Now lets see: If Chrysler sells a $30k truck for $20k, they need $20k less bailout money. Just how bailout money is financing the $10k difference is not clear in my mind. The truck will not sell at $30k and is a total loss for Chrysler if it does not sell.
The difference is they’re not just selling off old inventory manufactured pre-bailout/bridge loan. They’re keeping the factory going and selling all vehicles at a loss.
In other words, your tax dollars are paying for the loss inherent in each newly made vehicle.
That’s no way to run an airline.
3 things.
1. Ask yourself where money comes from. Hint: not from the treasury.
2. If a bridge loan falls in the forest and is not repaid what does it become? Hint: rhymes with tail out.
3. What about those poor bastards who bought a new pickup for 20 or 25 K last year and thought 5 – 10K off sticker was a good deal? Hint again: They just lost a lot of what we normally call equity.
I purchase 10+ vehicles a year for my company. I’m so mad over this whole affair I would not have a GM or Chrysler product if it was offered for free. This from a company owner that’s purchased over 200 GM vehicles.
I don’t mind the companies earning my money. I vehemently object to the companies stealing my money by slopping at the taxpayer’s pig trough.
This is called Acting on principle.
It is the right thing to do. Kudos for you.
Nowadays, to deal with GM is like to deal with Castro´s Cuba: To deal with stolen goods.
If every American ceases to have economic relations with bailouted companies, bailouts would cease. People decent enough to be sick of public bailouts could and ought stop dealing with bailouted companies. Forever.
@ GS650G
2. If a bridge loan falls in the forest and is not repaid what does it become? Hint: rhymes with tail out.
If the company fails it is not a bailout it is a loss. The only way to get the loan back is for the company to succeed. If GM and Chrysler fail and take Ford down with them do you really think that Honda, Toyota and Hyundai are going to move all their manufacturing to the U.S. and give us jobs? With no domestic competition they won’t need the PR. They will build the manufacturing plants somewhere with cheaper labor.

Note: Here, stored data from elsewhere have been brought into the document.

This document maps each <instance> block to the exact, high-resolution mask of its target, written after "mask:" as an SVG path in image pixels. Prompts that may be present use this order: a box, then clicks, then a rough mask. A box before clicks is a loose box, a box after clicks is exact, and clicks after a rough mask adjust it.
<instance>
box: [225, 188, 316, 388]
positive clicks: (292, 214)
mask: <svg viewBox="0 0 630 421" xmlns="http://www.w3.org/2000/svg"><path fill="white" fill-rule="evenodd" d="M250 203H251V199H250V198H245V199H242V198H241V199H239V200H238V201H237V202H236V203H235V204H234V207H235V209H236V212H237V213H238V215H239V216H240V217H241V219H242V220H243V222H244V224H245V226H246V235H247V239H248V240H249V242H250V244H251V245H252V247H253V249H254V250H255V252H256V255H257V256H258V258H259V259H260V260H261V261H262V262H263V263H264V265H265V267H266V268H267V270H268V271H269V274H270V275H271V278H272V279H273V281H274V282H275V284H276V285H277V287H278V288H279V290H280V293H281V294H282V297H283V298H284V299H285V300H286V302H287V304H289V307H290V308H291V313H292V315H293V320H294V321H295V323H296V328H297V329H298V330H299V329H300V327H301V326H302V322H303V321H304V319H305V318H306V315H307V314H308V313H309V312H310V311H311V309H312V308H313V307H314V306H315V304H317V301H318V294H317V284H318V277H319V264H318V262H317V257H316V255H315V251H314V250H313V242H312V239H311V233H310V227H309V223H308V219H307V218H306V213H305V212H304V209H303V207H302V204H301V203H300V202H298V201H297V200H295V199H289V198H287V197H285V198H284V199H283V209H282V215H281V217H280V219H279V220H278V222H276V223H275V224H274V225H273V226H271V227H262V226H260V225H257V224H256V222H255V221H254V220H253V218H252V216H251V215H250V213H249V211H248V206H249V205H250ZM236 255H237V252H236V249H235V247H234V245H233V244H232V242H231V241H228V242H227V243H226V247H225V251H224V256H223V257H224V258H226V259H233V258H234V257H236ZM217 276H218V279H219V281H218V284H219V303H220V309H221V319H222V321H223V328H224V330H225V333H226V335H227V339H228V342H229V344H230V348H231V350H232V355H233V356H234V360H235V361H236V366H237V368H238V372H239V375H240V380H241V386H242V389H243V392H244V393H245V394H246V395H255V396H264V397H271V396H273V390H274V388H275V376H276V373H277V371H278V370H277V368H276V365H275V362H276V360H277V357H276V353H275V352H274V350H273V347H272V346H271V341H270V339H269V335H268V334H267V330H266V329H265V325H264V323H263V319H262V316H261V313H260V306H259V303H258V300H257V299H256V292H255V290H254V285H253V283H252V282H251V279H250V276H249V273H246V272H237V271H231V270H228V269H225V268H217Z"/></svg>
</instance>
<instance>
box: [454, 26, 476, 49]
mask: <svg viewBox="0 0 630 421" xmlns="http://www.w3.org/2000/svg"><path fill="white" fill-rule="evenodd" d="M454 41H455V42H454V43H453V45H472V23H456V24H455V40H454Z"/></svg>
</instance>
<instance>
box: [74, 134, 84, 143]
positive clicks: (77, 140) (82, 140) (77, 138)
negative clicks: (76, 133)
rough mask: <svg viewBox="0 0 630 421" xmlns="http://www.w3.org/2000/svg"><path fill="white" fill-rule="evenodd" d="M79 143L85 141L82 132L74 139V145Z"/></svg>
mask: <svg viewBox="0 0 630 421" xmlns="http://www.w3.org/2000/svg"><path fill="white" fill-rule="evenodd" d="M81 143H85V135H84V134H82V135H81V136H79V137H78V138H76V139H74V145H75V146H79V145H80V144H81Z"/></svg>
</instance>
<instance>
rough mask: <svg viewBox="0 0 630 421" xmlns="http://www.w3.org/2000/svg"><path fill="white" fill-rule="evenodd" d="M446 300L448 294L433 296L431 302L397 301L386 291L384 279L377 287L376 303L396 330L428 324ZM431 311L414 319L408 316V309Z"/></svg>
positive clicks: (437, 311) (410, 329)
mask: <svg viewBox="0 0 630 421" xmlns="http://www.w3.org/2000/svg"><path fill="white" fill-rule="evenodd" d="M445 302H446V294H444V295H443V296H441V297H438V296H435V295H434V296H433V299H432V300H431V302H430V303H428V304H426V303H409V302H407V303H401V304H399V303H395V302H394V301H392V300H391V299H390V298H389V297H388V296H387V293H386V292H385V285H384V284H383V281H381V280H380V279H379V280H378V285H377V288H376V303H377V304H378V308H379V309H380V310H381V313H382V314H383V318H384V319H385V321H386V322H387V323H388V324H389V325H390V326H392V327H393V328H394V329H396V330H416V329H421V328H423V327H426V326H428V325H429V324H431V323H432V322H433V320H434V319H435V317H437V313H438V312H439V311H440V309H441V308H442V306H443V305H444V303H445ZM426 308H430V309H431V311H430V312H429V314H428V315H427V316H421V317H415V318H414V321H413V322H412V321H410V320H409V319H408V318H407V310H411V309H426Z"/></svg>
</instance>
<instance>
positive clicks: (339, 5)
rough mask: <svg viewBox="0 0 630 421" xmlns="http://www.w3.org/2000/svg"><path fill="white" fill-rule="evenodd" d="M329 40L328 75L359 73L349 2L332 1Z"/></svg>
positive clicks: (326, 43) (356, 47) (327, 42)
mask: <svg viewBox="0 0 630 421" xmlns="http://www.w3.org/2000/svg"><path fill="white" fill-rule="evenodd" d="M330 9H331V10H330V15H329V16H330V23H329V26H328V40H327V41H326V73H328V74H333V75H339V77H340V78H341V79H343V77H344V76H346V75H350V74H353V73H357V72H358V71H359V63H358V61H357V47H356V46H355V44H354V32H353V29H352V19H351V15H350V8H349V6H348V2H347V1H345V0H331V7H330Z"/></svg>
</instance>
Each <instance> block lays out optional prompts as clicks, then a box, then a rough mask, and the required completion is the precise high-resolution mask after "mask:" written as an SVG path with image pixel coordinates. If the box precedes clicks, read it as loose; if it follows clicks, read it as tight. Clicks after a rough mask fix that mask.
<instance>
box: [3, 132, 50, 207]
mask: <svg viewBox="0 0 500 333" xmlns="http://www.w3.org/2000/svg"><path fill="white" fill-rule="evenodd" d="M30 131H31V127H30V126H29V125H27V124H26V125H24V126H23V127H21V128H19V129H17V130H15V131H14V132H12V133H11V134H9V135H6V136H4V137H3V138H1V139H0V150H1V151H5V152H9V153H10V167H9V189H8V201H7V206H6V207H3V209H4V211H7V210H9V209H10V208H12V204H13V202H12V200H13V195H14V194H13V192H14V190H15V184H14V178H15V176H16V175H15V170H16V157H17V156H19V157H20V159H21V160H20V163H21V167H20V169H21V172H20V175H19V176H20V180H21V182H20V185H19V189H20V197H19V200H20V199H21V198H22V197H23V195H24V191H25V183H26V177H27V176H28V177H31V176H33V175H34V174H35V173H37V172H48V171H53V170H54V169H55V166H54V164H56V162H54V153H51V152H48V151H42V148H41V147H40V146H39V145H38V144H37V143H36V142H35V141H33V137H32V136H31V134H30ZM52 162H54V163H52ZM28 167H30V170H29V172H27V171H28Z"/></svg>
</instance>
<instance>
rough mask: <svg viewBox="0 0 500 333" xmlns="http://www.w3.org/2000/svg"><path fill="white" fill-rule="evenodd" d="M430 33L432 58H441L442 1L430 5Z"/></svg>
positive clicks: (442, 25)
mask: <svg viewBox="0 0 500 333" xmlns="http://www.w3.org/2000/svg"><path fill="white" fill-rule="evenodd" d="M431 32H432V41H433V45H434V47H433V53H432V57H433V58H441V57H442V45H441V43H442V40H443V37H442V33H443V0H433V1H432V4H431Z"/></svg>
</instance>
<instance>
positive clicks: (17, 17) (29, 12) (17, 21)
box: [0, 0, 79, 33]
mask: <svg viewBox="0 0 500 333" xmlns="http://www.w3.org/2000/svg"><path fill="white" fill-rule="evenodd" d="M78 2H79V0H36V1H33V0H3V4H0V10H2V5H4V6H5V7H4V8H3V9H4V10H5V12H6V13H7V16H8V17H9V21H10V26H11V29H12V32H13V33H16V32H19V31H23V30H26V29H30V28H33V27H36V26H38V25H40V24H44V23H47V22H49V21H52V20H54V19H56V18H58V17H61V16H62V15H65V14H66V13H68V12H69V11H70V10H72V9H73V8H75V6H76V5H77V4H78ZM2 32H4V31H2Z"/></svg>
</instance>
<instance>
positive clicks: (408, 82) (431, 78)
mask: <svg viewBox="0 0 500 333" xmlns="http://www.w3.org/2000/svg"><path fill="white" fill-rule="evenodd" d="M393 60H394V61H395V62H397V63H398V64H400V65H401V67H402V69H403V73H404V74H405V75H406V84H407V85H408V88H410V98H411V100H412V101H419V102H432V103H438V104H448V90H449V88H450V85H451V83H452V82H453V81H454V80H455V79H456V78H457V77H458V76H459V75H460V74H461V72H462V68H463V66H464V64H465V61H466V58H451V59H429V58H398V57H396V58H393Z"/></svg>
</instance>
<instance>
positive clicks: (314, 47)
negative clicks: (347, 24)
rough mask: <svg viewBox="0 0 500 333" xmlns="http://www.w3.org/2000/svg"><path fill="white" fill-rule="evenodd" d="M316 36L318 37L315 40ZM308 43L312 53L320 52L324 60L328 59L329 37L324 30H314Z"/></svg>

3. What about those poor bastards who bought a new pickup for 20 or 25 K last year and thought 5 – 10K off sticker was a good deal? Hint again: They just lost a lot of what we normally call equity.
Too many people think that an automobile is an asset with equity. Actually it is a transportation expense. The resale value does not reflect the actual value of the vehicle but how much someone is willing to pay for it.
Mark45 : GM and Chrysler (especially Chrysler) will never succeed, in the normal business sense of the term (make a profit), at least without a bankruptcy of some sort-and probably not even after one.
And how much somebody is willing to pay for something IS the actual value of an item.